I'd spend the rest of the race riding alone trying not to get lapped by the field and pulled from the race.
This happened nearly every weekend.
Yet I kept hauling myself out of bed and lining up at the start line, because as difficult as it was, and as much as the odds were stacked against me, I never lost hope. "Maybe this time I will win." I'd tell myself.
I told myself this on a weekly basis and on a yearly basis.
In October the racing season would end, and on November 1st I'd begin training for "next year." I drew up training schedules, kept meticulous training diaries, and fully believed that "next year" would be different.
Every year, on the first Saturday in April, I'd find myself back on that start line. The sun wouldn't even be up yet and we were lucky if the temperature was above freezing, but I reveled in the difficulty of the task. I was hardcore. And hardcore people have what it takes to win.

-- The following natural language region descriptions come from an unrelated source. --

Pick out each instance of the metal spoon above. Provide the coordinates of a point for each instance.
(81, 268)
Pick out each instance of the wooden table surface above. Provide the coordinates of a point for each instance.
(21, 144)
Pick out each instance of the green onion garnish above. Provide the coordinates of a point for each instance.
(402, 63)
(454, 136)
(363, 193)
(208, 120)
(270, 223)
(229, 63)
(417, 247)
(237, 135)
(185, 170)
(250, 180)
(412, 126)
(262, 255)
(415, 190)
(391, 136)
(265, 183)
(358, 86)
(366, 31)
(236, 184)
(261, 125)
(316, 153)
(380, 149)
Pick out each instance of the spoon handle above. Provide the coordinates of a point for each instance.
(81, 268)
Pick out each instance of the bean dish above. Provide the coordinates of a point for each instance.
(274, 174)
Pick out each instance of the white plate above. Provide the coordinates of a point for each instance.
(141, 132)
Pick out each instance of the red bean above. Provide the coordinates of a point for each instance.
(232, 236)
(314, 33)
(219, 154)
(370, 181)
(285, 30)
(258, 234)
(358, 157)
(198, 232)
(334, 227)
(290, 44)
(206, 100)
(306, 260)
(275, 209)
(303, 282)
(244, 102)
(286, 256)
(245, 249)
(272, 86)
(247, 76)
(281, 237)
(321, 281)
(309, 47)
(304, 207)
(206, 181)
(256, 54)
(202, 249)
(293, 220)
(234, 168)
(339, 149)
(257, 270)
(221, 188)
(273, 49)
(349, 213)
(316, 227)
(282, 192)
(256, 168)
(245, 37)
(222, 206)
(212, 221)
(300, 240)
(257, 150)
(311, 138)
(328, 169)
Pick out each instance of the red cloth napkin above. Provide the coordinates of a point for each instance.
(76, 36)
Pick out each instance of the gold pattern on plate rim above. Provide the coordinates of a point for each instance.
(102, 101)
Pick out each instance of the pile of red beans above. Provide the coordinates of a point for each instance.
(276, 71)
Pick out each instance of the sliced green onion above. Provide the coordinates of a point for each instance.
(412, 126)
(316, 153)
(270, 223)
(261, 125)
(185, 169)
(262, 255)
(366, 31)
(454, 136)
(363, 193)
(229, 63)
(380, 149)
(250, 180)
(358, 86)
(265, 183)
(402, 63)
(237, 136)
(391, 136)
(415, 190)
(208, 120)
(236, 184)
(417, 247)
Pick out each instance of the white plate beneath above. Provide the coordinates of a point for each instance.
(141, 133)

And on at least three occasions, I did win. I felt the weight of the medals around my neck, basked in the glory of the applause, and taped my race numbers up on my bedroom wall as a reminder of my success.
That was enough to keep me going - to keep the hope alive.
Tomorrow is the first Saturday in April.
I will not be on the start line with all the crazy fools that continue to do what I once did. I've left that world behind.
Instead, I rise early on Sunday's and join the fools who stream into our houses of worship. On occasion, I'm lucky enough to be the one who steps into the pulpit, but even then I'm no different from everyone else gathered there.
We come because we have hope.
We come because no matter how many times life knocks us down we still make the effort to get back up again.
We come because no matter how many times we lose, we still think we have what it takes to win.
Because sometimes we do win.
We experience joy, peace, fulfillment, satisfaction, contentment, and connection.
And somehow it makes up for all those times we experience sadness, restlessness, emptiness, dissatisfaction, discontentment, and disconnection.
We are a resilient bunch, aren't we?
I'm convinced that God built a HOPE gene into our DNA.
Otherwise we would have given up the fight long ago.
Without hope we would all just curl up in our beds, hit the snooze alarm, and not even bother getting up and getting out on that start line.
I've been there as well.
More times then I care to admit.
But thankfully, eventually, hope won out and I found the strength to get up and continue on.
Here's to April fools.
The crazy folks who actually believe that life is worth living, despite the pain, pitfalls, and disappointments.
Here's to hope.
Thank you, God. That was a good one.